Advantageous Effects of Embodiment 2

The MOS transistor 3A and the method of manufacturing the same according to Embodiment 2 achieve the same effects as the MOS transistor 3 and the method of manufacturing the same according to Embodiment 1. For example, as a result of solid-phase diffusion of the N-type impurities from the N-type semiconductor layer 55 to the semiconductor substrate 2 via the insulating film 50, the N+ type regions 411, 421 can be formed. By introducing the N-type impurities by solid-phase diffusion instead of ion-implantation, the N+ type regions 411, 421 can be formed thinly, and diffusion of the N-type impurities in the lateral direction can be suppressed.

Since diffusion of the N-type impurities in the lateral direction can be suppressed, the occurrence of a short channel effect can be suppressed in the MOS transistor 3A, and the effective gate length can be increased.

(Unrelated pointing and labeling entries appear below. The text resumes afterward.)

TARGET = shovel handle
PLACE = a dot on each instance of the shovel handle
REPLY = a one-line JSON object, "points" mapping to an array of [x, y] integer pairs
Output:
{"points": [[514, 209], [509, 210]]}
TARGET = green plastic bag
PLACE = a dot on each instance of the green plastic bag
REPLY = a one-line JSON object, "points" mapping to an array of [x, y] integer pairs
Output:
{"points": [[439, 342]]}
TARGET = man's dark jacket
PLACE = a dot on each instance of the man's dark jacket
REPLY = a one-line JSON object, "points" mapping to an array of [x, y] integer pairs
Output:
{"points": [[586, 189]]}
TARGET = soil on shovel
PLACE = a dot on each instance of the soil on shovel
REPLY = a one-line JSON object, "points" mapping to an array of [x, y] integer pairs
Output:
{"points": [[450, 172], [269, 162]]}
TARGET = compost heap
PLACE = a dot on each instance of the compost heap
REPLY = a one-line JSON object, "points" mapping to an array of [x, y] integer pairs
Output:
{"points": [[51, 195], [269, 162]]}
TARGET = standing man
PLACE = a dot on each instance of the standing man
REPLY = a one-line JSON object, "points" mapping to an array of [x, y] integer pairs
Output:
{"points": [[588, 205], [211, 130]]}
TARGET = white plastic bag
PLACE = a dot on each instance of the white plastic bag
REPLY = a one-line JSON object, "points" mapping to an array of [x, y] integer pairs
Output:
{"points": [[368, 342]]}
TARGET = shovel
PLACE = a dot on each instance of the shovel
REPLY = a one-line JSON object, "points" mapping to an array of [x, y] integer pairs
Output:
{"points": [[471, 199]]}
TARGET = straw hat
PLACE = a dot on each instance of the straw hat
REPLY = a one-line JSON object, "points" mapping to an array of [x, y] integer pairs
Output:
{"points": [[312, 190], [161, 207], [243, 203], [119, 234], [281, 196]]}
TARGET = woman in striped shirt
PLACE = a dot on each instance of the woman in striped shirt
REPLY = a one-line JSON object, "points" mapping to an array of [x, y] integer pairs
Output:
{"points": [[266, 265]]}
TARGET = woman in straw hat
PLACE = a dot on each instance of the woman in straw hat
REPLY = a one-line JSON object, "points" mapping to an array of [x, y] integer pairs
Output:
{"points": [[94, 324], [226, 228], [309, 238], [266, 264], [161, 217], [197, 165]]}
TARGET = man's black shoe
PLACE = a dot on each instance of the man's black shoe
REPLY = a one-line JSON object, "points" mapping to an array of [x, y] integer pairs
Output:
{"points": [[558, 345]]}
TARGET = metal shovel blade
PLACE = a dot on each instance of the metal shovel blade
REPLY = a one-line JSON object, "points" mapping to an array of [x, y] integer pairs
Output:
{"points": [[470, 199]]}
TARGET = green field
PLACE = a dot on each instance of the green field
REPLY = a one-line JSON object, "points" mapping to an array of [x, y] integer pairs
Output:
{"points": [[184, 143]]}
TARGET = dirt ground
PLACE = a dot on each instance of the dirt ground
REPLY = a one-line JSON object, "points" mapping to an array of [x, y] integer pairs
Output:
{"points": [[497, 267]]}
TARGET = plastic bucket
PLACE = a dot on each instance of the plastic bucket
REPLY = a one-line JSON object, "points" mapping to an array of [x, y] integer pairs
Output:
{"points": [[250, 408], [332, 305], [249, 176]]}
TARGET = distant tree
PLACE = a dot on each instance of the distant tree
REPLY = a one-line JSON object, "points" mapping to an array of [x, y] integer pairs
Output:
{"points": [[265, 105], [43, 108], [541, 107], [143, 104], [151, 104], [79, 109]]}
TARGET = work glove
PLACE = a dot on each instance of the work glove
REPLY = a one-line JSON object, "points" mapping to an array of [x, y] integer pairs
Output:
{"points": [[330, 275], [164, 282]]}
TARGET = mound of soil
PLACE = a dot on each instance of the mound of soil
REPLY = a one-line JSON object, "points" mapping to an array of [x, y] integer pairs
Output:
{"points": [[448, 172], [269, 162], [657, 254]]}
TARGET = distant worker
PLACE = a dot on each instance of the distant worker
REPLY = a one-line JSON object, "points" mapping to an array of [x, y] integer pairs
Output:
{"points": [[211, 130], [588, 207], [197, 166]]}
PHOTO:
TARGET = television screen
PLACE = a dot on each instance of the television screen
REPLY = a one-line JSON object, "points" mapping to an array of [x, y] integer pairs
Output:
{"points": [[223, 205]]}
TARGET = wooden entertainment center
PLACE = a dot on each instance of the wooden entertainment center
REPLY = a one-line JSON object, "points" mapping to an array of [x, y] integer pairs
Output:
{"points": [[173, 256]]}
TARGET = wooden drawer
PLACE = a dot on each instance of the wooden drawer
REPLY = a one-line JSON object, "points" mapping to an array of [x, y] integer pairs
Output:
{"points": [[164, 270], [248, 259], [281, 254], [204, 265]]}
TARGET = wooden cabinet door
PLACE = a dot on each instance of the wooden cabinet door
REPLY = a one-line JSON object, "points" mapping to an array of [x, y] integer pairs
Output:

Furthermore, since diffusion of the N-type impurities in the lateral direction can be suppressed, the N+ type regions 411, 421 of high concentration can be formed. Consequently, a contact resistance of each of the source region 41 and the drain region 42 can be reduced.

Further, the MOS transistor 3A is a FinFET. In other words, the gate electrode 30 can simultaneously apply a gate voltage to the semiconductor region 10 in a total of three directions; from above, from the left, and from the right. Thus, the gate electrode 30 can completely deplete the semiconductor region 10, and an S value indicating subthreshold characteristics of the MOS transistor 3A can be reduced. A high-speed switching operation of the MOS transistor 3A becomes possible.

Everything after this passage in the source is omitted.